Variance of the treatment effect in stepped-wedge cluster designs via the Hussey-Hughes formula

Introduction

Stepped-wedge cluster-randomised trials (SW-CRT) progressively introduce an intervention across clusters over time until every cluster receives it. The design is efficient when the intervention is expected to help and must be rolled out anyway. Power calculations use the Hussey-Hughes (2007) formula.

Prerequisites

Cluster-RCT, ICC, time effects.

Theory

For \(I\) clusters and \(J\) time periods (with one cluster per step crossing over), the Hussey-Hughes variance of the treatment effect is complex and depends on ICC, cluster-period correlation, cluster size, and total steps.
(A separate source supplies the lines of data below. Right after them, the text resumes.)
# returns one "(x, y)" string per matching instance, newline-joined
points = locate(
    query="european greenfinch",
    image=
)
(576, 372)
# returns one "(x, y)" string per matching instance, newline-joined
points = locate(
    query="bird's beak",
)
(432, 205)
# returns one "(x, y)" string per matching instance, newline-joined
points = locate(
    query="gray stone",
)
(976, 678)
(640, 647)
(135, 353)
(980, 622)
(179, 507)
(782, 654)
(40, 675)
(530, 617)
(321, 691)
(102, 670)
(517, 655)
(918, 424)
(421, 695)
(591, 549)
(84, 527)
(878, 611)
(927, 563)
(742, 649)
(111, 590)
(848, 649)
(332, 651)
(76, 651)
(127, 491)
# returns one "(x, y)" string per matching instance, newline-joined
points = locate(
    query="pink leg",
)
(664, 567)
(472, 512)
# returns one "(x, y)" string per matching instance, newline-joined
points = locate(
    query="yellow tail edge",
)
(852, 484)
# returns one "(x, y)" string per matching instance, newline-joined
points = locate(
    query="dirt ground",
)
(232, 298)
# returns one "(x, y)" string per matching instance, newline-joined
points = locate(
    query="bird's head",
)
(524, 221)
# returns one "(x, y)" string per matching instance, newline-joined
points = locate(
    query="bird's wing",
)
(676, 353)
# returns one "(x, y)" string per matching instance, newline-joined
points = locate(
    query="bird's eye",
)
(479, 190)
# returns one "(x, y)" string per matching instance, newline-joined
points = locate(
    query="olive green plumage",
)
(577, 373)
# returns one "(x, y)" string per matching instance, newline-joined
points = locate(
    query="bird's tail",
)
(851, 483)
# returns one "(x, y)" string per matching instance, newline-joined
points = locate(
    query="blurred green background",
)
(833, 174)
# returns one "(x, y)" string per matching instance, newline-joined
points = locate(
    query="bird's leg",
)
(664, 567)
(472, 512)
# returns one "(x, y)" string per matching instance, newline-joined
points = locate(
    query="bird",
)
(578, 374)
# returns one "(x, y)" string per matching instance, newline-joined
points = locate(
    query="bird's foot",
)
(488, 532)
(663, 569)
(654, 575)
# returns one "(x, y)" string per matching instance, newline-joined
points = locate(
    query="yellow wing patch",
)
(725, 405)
A key insight: adding time periods increases efficiency because each cluster contributes both control and intervention observations.

Software (swCRTdesign, SWSamp) computes the needed number of clusters given ICC, cluster-autocorrelation, cluster size, and effect.

Assumptions

• Fixed time periods common to all clusters.
• No lag from randomisation to intervention effect (or explicit lag period).
• Underlying secular time trend appropriately modelled.
• ICC and cluster-autocorrelation pre-specified.

R Implementation

library(swCRTdesign)

# Design: 8 clusters, 6 time periods, cluster size 20, ICC = 0.05
swDsn <- swDsn(clusters = c(rep(1, 7), 2))
swDsn

# Power for effect size 0.3, sigma = 1
swPwr(design = swDsn,
      distn = "gaussian",
      n = 20,
      mu0 = 0, mu1 = 0.3,
      tau = 0.05, sigma = 1,
      alpha = 0.05,
      retDATA = FALSE)

Output & Results

Power around 0.85 for 8 clusters x 6 periods x 20 subjects/cluster at effect 0.3, ICC 0.05. The exact number depends heavily on the assumed autocorrelation.

Interpretation

“With 8 clusters, 6 time periods, cluster size 20, ICC 0.05, and an assumed intervention effect of 0.3 SD, the stepped-wedge trial achieves 85 % power at \(\alpha = 0.05\).”

Practical Tips

• Stepped-wedge designs trade statistical efficiency for practical feasibility; a parallel CRT is usually more powerful at equal total observations.
• The cluster-period autocorrelation is a second nuisance parameter often under-specified; include sensitivity analysis.
• Longer follow-up and more time periods dramatically improve efficiency.
• Analyse with mixed models that include cluster, time-period, and (usually) cluster-by-period random effects.
• Published tools (swCRTdesign, SWSamp, online calculators from Hemming and Girling) differ slightly; cross-check.